The first hearing in the trial of 205 people charged with being members or active supporters of the Kurdistan Communities Union (KCK)---an umbrella organization which includes the Kurdistan Workers' Party (PKK) and related organizations---began today in Istanbul but was stopped by the judges when several of those charged responded to questions by the court in Kurdish. Some 193 of the 205 people charged attended the hearing. Of these people, 132 have been jailed while awaiting trial.

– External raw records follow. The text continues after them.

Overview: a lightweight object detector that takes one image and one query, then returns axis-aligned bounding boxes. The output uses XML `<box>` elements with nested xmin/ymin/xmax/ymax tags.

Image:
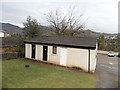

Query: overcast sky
<box><xmin>0</xmin><ymin>0</ymin><xmax>119</xmax><ymax>33</ymax></box>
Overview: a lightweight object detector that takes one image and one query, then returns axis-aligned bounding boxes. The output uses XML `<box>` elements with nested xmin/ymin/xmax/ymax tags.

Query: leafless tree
<box><xmin>45</xmin><ymin>8</ymin><xmax>84</xmax><ymax>36</ymax></box>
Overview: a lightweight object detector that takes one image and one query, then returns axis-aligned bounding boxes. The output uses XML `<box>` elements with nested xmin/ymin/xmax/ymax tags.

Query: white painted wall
<box><xmin>0</xmin><ymin>32</ymin><xmax>5</xmax><ymax>37</ymax></box>
<box><xmin>25</xmin><ymin>44</ymin><xmax>97</xmax><ymax>72</ymax></box>
<box><xmin>25</xmin><ymin>44</ymin><xmax>32</xmax><ymax>58</ymax></box>
<box><xmin>35</xmin><ymin>44</ymin><xmax>43</xmax><ymax>61</ymax></box>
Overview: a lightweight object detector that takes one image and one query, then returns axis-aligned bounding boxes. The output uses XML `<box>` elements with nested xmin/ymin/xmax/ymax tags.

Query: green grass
<box><xmin>2</xmin><ymin>59</ymin><xmax>96</xmax><ymax>88</ymax></box>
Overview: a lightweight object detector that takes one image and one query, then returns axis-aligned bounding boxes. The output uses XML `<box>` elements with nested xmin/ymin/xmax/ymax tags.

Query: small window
<box><xmin>52</xmin><ymin>46</ymin><xmax>57</xmax><ymax>54</ymax></box>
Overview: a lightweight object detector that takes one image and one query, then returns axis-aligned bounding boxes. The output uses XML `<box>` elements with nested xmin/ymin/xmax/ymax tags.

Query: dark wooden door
<box><xmin>43</xmin><ymin>46</ymin><xmax>48</xmax><ymax>61</ymax></box>
<box><xmin>32</xmin><ymin>45</ymin><xmax>35</xmax><ymax>58</ymax></box>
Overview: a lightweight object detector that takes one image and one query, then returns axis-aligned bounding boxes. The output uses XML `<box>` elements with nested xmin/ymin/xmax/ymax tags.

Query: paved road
<box><xmin>95</xmin><ymin>54</ymin><xmax>118</xmax><ymax>88</ymax></box>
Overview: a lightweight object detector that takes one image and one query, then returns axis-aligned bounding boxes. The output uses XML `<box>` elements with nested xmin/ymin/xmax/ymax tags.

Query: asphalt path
<box><xmin>95</xmin><ymin>54</ymin><xmax>118</xmax><ymax>88</ymax></box>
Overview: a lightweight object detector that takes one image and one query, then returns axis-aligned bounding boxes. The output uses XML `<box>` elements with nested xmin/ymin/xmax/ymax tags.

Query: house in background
<box><xmin>0</xmin><ymin>30</ymin><xmax>6</xmax><ymax>37</ymax></box>
<box><xmin>25</xmin><ymin>36</ymin><xmax>97</xmax><ymax>72</ymax></box>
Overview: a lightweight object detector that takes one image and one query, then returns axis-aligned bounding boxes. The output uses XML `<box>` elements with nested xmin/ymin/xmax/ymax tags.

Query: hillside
<box><xmin>0</xmin><ymin>23</ymin><xmax>117</xmax><ymax>37</ymax></box>
<box><xmin>0</xmin><ymin>23</ymin><xmax>22</xmax><ymax>34</ymax></box>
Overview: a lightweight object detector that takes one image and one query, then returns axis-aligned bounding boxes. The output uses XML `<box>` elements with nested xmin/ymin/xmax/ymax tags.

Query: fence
<box><xmin>1</xmin><ymin>52</ymin><xmax>24</xmax><ymax>60</ymax></box>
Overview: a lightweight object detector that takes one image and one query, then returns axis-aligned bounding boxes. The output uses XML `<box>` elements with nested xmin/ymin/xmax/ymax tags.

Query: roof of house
<box><xmin>25</xmin><ymin>36</ymin><xmax>96</xmax><ymax>49</ymax></box>
<box><xmin>0</xmin><ymin>37</ymin><xmax>21</xmax><ymax>47</ymax></box>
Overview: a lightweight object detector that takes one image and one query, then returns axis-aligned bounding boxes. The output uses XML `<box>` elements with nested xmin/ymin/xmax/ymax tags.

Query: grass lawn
<box><xmin>2</xmin><ymin>59</ymin><xmax>96</xmax><ymax>88</ymax></box>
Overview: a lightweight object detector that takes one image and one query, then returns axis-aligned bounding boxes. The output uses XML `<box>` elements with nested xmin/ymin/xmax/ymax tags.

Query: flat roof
<box><xmin>24</xmin><ymin>36</ymin><xmax>97</xmax><ymax>49</ymax></box>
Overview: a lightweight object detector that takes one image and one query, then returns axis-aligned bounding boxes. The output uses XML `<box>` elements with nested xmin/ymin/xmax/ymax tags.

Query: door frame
<box><xmin>42</xmin><ymin>46</ymin><xmax>48</xmax><ymax>61</ymax></box>
<box><xmin>31</xmin><ymin>44</ymin><xmax>36</xmax><ymax>58</ymax></box>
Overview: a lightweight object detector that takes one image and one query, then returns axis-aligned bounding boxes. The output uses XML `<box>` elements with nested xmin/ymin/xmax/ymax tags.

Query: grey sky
<box><xmin>0</xmin><ymin>0</ymin><xmax>119</xmax><ymax>33</ymax></box>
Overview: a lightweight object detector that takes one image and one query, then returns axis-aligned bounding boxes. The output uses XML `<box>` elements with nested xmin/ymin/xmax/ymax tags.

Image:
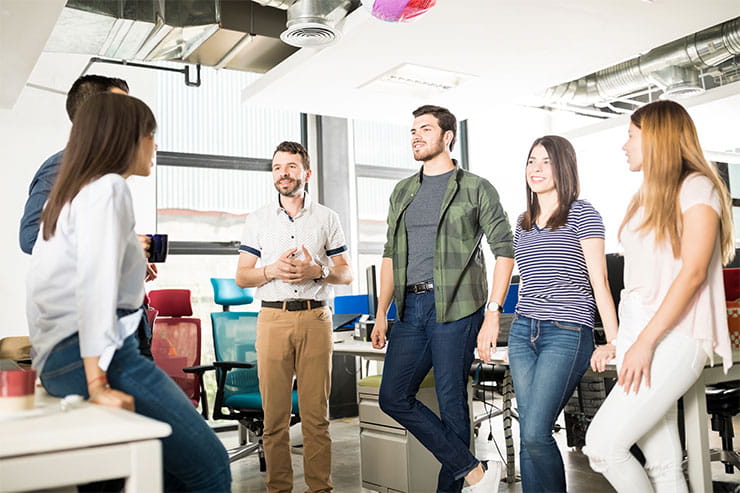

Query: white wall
<box><xmin>0</xmin><ymin>53</ymin><xmax>158</xmax><ymax>338</ymax></box>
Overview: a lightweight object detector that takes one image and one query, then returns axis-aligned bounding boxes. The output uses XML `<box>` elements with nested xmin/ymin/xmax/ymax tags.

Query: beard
<box><xmin>413</xmin><ymin>141</ymin><xmax>445</xmax><ymax>161</ymax></box>
<box><xmin>275</xmin><ymin>176</ymin><xmax>303</xmax><ymax>197</ymax></box>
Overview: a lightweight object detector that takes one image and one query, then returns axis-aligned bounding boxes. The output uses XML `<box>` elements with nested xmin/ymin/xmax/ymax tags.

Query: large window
<box><xmin>148</xmin><ymin>68</ymin><xmax>302</xmax><ymax>416</ymax></box>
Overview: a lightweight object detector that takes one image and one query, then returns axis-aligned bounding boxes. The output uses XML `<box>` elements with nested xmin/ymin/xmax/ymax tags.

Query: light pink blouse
<box><xmin>621</xmin><ymin>173</ymin><xmax>732</xmax><ymax>373</ymax></box>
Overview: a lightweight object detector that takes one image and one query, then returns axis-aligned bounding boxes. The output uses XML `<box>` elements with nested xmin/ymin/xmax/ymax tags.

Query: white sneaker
<box><xmin>462</xmin><ymin>460</ymin><xmax>501</xmax><ymax>493</ymax></box>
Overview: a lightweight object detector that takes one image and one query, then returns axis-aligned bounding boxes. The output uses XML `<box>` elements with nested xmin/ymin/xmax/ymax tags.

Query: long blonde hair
<box><xmin>619</xmin><ymin>101</ymin><xmax>735</xmax><ymax>264</ymax></box>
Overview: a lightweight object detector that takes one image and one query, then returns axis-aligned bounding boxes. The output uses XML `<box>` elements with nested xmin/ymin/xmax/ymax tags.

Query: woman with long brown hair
<box><xmin>584</xmin><ymin>101</ymin><xmax>735</xmax><ymax>492</ymax></box>
<box><xmin>27</xmin><ymin>93</ymin><xmax>231</xmax><ymax>491</ymax></box>
<box><xmin>509</xmin><ymin>135</ymin><xmax>617</xmax><ymax>493</ymax></box>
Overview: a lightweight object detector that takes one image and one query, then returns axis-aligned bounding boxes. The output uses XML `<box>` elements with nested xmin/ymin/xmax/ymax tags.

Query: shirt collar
<box><xmin>416</xmin><ymin>159</ymin><xmax>462</xmax><ymax>183</ymax></box>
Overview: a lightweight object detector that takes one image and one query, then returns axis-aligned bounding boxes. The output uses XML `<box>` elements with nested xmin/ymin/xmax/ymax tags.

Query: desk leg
<box><xmin>124</xmin><ymin>440</ymin><xmax>164</xmax><ymax>493</ymax></box>
<box><xmin>503</xmin><ymin>367</ymin><xmax>516</xmax><ymax>484</ymax></box>
<box><xmin>683</xmin><ymin>377</ymin><xmax>712</xmax><ymax>493</ymax></box>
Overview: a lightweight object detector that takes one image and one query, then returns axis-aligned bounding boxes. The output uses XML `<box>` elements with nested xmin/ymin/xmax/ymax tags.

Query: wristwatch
<box><xmin>316</xmin><ymin>264</ymin><xmax>331</xmax><ymax>281</ymax></box>
<box><xmin>486</xmin><ymin>301</ymin><xmax>504</xmax><ymax>313</ymax></box>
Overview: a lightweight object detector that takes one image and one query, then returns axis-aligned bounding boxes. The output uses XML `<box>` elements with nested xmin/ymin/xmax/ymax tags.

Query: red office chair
<box><xmin>149</xmin><ymin>289</ymin><xmax>212</xmax><ymax>419</ymax></box>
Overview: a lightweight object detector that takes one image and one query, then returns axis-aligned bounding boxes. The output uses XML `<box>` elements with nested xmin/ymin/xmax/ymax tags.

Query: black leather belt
<box><xmin>406</xmin><ymin>281</ymin><xmax>434</xmax><ymax>294</ymax></box>
<box><xmin>262</xmin><ymin>300</ymin><xmax>326</xmax><ymax>312</ymax></box>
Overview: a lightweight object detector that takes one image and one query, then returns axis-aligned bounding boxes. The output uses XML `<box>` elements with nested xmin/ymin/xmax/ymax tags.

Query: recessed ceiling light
<box><xmin>360</xmin><ymin>63</ymin><xmax>477</xmax><ymax>98</ymax></box>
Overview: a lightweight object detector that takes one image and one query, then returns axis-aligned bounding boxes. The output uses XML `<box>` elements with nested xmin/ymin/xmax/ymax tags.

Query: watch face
<box><xmin>486</xmin><ymin>301</ymin><xmax>501</xmax><ymax>312</ymax></box>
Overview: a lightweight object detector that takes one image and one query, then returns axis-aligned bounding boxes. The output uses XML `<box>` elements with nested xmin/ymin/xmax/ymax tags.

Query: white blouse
<box><xmin>26</xmin><ymin>174</ymin><xmax>146</xmax><ymax>372</ymax></box>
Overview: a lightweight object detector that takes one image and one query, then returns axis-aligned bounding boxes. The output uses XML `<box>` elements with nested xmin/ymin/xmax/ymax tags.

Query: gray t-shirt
<box><xmin>405</xmin><ymin>169</ymin><xmax>454</xmax><ymax>285</ymax></box>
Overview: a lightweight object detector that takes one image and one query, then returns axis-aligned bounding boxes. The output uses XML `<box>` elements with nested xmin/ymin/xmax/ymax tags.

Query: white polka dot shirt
<box><xmin>239</xmin><ymin>193</ymin><xmax>348</xmax><ymax>301</ymax></box>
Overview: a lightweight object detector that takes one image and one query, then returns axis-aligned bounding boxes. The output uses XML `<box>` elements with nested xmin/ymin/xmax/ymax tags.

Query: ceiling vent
<box><xmin>544</xmin><ymin>17</ymin><xmax>740</xmax><ymax>116</ymax></box>
<box><xmin>44</xmin><ymin>0</ymin><xmax>296</xmax><ymax>73</ymax></box>
<box><xmin>274</xmin><ymin>0</ymin><xmax>357</xmax><ymax>48</ymax></box>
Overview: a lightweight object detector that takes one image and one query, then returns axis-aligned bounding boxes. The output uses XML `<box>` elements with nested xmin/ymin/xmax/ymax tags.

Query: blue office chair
<box><xmin>211</xmin><ymin>312</ymin><xmax>300</xmax><ymax>472</ymax></box>
<box><xmin>334</xmin><ymin>294</ymin><xmax>396</xmax><ymax>320</ymax></box>
<box><xmin>211</xmin><ymin>277</ymin><xmax>254</xmax><ymax>312</ymax></box>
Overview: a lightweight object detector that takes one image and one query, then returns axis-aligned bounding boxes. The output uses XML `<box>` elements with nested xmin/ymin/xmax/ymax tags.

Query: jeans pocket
<box><xmin>40</xmin><ymin>360</ymin><xmax>87</xmax><ymax>397</ymax></box>
<box><xmin>552</xmin><ymin>320</ymin><xmax>583</xmax><ymax>332</ymax></box>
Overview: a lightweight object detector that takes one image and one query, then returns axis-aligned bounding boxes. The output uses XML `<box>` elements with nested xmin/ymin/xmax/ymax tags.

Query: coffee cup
<box><xmin>0</xmin><ymin>368</ymin><xmax>36</xmax><ymax>413</ymax></box>
<box><xmin>147</xmin><ymin>234</ymin><xmax>168</xmax><ymax>263</ymax></box>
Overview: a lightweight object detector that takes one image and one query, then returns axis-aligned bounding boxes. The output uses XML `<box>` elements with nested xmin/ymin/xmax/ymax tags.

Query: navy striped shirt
<box><xmin>514</xmin><ymin>200</ymin><xmax>604</xmax><ymax>327</ymax></box>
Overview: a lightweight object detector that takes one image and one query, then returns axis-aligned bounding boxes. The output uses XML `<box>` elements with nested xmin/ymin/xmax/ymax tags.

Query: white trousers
<box><xmin>583</xmin><ymin>296</ymin><xmax>707</xmax><ymax>493</ymax></box>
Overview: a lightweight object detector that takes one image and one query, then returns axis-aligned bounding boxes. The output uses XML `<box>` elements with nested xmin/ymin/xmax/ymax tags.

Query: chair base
<box><xmin>226</xmin><ymin>423</ymin><xmax>267</xmax><ymax>472</ymax></box>
<box><xmin>709</xmin><ymin>449</ymin><xmax>740</xmax><ymax>474</ymax></box>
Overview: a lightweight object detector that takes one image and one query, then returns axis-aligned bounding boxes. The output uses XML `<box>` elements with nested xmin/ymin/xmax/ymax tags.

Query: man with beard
<box><xmin>236</xmin><ymin>142</ymin><xmax>352</xmax><ymax>493</ymax></box>
<box><xmin>371</xmin><ymin>106</ymin><xmax>514</xmax><ymax>492</ymax></box>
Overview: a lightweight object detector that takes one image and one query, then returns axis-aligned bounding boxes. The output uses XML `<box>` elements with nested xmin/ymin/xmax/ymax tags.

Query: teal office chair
<box><xmin>211</xmin><ymin>279</ymin><xmax>300</xmax><ymax>472</ymax></box>
<box><xmin>211</xmin><ymin>277</ymin><xmax>254</xmax><ymax>312</ymax></box>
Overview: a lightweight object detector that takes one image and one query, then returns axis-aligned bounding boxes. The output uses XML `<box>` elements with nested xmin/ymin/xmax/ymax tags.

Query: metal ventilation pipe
<box><xmin>252</xmin><ymin>0</ymin><xmax>296</xmax><ymax>10</ymax></box>
<box><xmin>545</xmin><ymin>17</ymin><xmax>740</xmax><ymax>106</ymax></box>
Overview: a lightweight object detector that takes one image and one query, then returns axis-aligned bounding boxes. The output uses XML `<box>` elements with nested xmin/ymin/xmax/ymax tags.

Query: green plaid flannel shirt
<box><xmin>383</xmin><ymin>167</ymin><xmax>514</xmax><ymax>322</ymax></box>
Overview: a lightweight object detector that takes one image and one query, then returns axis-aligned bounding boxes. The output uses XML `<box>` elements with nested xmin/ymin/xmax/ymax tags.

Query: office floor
<box><xmin>225</xmin><ymin>402</ymin><xmax>740</xmax><ymax>493</ymax></box>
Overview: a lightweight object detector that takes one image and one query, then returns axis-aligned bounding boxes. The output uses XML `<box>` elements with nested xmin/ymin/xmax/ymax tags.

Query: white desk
<box><xmin>683</xmin><ymin>352</ymin><xmax>740</xmax><ymax>493</ymax></box>
<box><xmin>0</xmin><ymin>390</ymin><xmax>172</xmax><ymax>493</ymax></box>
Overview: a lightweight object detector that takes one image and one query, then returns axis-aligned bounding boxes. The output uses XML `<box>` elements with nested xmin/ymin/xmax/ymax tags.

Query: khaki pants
<box><xmin>256</xmin><ymin>306</ymin><xmax>333</xmax><ymax>493</ymax></box>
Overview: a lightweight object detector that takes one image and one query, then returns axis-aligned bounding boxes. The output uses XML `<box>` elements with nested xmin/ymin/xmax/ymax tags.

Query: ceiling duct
<box><xmin>45</xmin><ymin>0</ymin><xmax>296</xmax><ymax>73</ymax></box>
<box><xmin>255</xmin><ymin>0</ymin><xmax>359</xmax><ymax>48</ymax></box>
<box><xmin>545</xmin><ymin>17</ymin><xmax>740</xmax><ymax>107</ymax></box>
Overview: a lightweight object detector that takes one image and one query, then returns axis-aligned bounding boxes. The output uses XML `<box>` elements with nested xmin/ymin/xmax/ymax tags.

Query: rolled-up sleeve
<box><xmin>239</xmin><ymin>213</ymin><xmax>262</xmax><ymax>258</ymax></box>
<box><xmin>478</xmin><ymin>180</ymin><xmax>514</xmax><ymax>258</ymax></box>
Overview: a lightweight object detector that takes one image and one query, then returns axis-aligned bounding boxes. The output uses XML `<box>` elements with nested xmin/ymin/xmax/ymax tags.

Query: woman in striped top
<box><xmin>509</xmin><ymin>135</ymin><xmax>617</xmax><ymax>493</ymax></box>
<box><xmin>583</xmin><ymin>101</ymin><xmax>735</xmax><ymax>493</ymax></box>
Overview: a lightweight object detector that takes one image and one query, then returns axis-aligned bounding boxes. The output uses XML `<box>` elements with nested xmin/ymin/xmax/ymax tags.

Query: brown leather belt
<box><xmin>406</xmin><ymin>281</ymin><xmax>434</xmax><ymax>294</ymax></box>
<box><xmin>262</xmin><ymin>300</ymin><xmax>326</xmax><ymax>312</ymax></box>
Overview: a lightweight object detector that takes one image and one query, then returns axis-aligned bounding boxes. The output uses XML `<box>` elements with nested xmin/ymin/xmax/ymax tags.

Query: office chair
<box><xmin>705</xmin><ymin>268</ymin><xmax>740</xmax><ymax>474</ymax></box>
<box><xmin>211</xmin><ymin>277</ymin><xmax>254</xmax><ymax>312</ymax></box>
<box><xmin>706</xmin><ymin>380</ymin><xmax>740</xmax><ymax>474</ymax></box>
<box><xmin>211</xmin><ymin>312</ymin><xmax>300</xmax><ymax>471</ymax></box>
<box><xmin>147</xmin><ymin>289</ymin><xmax>212</xmax><ymax>419</ymax></box>
<box><xmin>334</xmin><ymin>294</ymin><xmax>396</xmax><ymax>320</ymax></box>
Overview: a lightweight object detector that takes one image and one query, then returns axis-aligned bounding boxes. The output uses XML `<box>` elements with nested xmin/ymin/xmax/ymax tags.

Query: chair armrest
<box><xmin>182</xmin><ymin>365</ymin><xmax>216</xmax><ymax>375</ymax></box>
<box><xmin>213</xmin><ymin>361</ymin><xmax>257</xmax><ymax>371</ymax></box>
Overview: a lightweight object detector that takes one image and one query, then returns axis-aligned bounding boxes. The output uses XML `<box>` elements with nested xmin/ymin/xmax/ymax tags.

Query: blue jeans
<box><xmin>41</xmin><ymin>334</ymin><xmax>231</xmax><ymax>492</ymax></box>
<box><xmin>509</xmin><ymin>315</ymin><xmax>594</xmax><ymax>493</ymax></box>
<box><xmin>379</xmin><ymin>291</ymin><xmax>483</xmax><ymax>493</ymax></box>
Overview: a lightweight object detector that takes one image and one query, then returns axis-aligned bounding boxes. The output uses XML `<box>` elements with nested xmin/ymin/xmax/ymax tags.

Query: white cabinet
<box><xmin>357</xmin><ymin>373</ymin><xmax>475</xmax><ymax>493</ymax></box>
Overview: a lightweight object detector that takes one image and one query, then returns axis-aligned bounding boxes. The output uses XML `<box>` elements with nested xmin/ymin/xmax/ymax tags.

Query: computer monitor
<box><xmin>365</xmin><ymin>265</ymin><xmax>378</xmax><ymax>318</ymax></box>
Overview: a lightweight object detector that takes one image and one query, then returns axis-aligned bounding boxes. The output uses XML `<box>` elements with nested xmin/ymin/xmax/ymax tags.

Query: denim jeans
<box><xmin>379</xmin><ymin>291</ymin><xmax>483</xmax><ymax>493</ymax></box>
<box><xmin>41</xmin><ymin>334</ymin><xmax>231</xmax><ymax>492</ymax></box>
<box><xmin>509</xmin><ymin>315</ymin><xmax>594</xmax><ymax>493</ymax></box>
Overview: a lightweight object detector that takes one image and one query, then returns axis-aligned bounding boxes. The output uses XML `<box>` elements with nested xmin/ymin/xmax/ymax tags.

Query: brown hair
<box><xmin>619</xmin><ymin>101</ymin><xmax>735</xmax><ymax>263</ymax></box>
<box><xmin>413</xmin><ymin>104</ymin><xmax>457</xmax><ymax>150</ymax></box>
<box><xmin>272</xmin><ymin>140</ymin><xmax>311</xmax><ymax>170</ymax></box>
<box><xmin>67</xmin><ymin>75</ymin><xmax>129</xmax><ymax>121</ymax></box>
<box><xmin>521</xmin><ymin>135</ymin><xmax>580</xmax><ymax>230</ymax></box>
<box><xmin>41</xmin><ymin>92</ymin><xmax>157</xmax><ymax>240</ymax></box>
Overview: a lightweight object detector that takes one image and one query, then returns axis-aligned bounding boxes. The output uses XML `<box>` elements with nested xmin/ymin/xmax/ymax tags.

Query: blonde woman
<box><xmin>584</xmin><ymin>101</ymin><xmax>734</xmax><ymax>492</ymax></box>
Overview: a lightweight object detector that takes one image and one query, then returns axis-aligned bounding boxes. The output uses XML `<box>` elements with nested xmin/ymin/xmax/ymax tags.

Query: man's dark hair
<box><xmin>414</xmin><ymin>104</ymin><xmax>457</xmax><ymax>150</ymax></box>
<box><xmin>272</xmin><ymin>140</ymin><xmax>311</xmax><ymax>170</ymax></box>
<box><xmin>67</xmin><ymin>75</ymin><xmax>129</xmax><ymax>121</ymax></box>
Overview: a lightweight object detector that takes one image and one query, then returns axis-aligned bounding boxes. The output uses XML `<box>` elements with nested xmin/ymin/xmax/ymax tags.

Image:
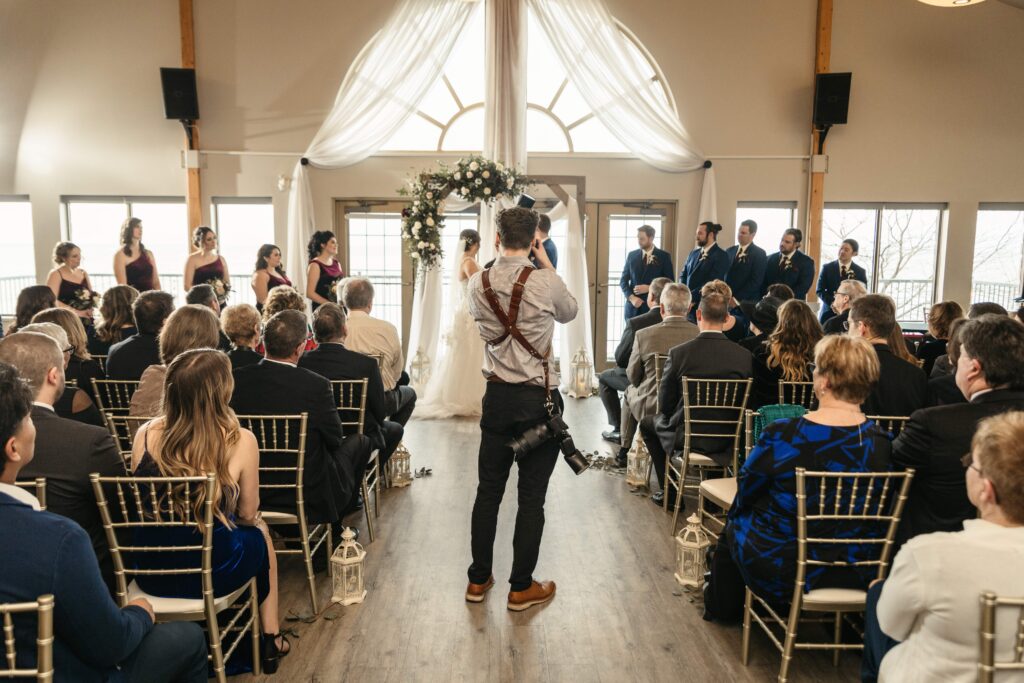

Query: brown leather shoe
<box><xmin>466</xmin><ymin>575</ymin><xmax>495</xmax><ymax>602</ymax></box>
<box><xmin>509</xmin><ymin>581</ymin><xmax>555</xmax><ymax>612</ymax></box>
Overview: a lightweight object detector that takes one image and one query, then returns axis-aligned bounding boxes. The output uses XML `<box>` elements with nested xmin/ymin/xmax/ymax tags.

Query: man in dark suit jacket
<box><xmin>231</xmin><ymin>310</ymin><xmax>371</xmax><ymax>523</ymax></box>
<box><xmin>618</xmin><ymin>225</ymin><xmax>676</xmax><ymax>321</ymax></box>
<box><xmin>817</xmin><ymin>240</ymin><xmax>867</xmax><ymax>325</ymax></box>
<box><xmin>725</xmin><ymin>219</ymin><xmax>768</xmax><ymax>302</ymax></box>
<box><xmin>597</xmin><ymin>278</ymin><xmax>672</xmax><ymax>447</ymax></box>
<box><xmin>640</xmin><ymin>294</ymin><xmax>754</xmax><ymax>505</ymax></box>
<box><xmin>299</xmin><ymin>303</ymin><xmax>406</xmax><ymax>467</ymax></box>
<box><xmin>679</xmin><ymin>222</ymin><xmax>729</xmax><ymax>323</ymax></box>
<box><xmin>761</xmin><ymin>227</ymin><xmax>814</xmax><ymax>301</ymax></box>
<box><xmin>850</xmin><ymin>294</ymin><xmax>928</xmax><ymax>417</ymax></box>
<box><xmin>106</xmin><ymin>290</ymin><xmax>174</xmax><ymax>382</ymax></box>
<box><xmin>0</xmin><ymin>332</ymin><xmax>127</xmax><ymax>590</ymax></box>
<box><xmin>0</xmin><ymin>362</ymin><xmax>207</xmax><ymax>683</ymax></box>
<box><xmin>893</xmin><ymin>314</ymin><xmax>1024</xmax><ymax>543</ymax></box>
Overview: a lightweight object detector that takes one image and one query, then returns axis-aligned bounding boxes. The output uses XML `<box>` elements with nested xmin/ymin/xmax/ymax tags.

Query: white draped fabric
<box><xmin>288</xmin><ymin>0</ymin><xmax>474</xmax><ymax>290</ymax></box>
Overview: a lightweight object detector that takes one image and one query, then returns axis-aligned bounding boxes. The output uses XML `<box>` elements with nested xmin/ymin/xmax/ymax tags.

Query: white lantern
<box><xmin>331</xmin><ymin>526</ymin><xmax>367</xmax><ymax>605</ymax></box>
<box><xmin>387</xmin><ymin>442</ymin><xmax>413</xmax><ymax>488</ymax></box>
<box><xmin>676</xmin><ymin>515</ymin><xmax>711</xmax><ymax>588</ymax></box>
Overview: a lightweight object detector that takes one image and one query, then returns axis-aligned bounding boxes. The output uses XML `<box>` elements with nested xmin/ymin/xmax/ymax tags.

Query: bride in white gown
<box><xmin>415</xmin><ymin>229</ymin><xmax>485</xmax><ymax>419</ymax></box>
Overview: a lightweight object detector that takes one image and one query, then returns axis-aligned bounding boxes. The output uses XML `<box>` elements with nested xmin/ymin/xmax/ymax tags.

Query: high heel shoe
<box><xmin>260</xmin><ymin>633</ymin><xmax>292</xmax><ymax>674</ymax></box>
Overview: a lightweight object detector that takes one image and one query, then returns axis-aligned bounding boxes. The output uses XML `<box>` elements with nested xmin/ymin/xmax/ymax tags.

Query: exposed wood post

After two of the accused responded to one of the judges’ questions in Kurdish, the judge said the suspects could not be identified because they “have spoken in a language that is not Turkish.” Defense lawyers insisted that those charged wanted to defend themselves in Kurdish and asked that a translator should be assigned by the court. One of the defense lawyers pointed out that one of his clients had merely spoken in his mother tongue. It was also pointed out that 20 million people in Turkey speak Kurdish. The judges reviewed the defense demands and announced that the request was denied. They insisted that those charged speak Turkish in court.
It seemed clear to many activists and supports of those arrested that the legal Peace and Democracy Party (BDP) and its political activities are the real target of the trial. Turkey has abolished specially authorized courts on paper but trials of those suspected of being KCK members or PKK supporters will continue and will be used to attack the BDP, the unions and the left. Most of the charges against the 205 are for legal political party activities.
Meanwhile, an Ankara court accepted indictments against 15 women who are members of various unions, including the Confederation of Public Sector Trade Unions (KESK), over charges of being members of or abetting the KCK. According to the indictment, the women joined unions as part of a plan designed by the PKK. International protests quickly followed the indictment.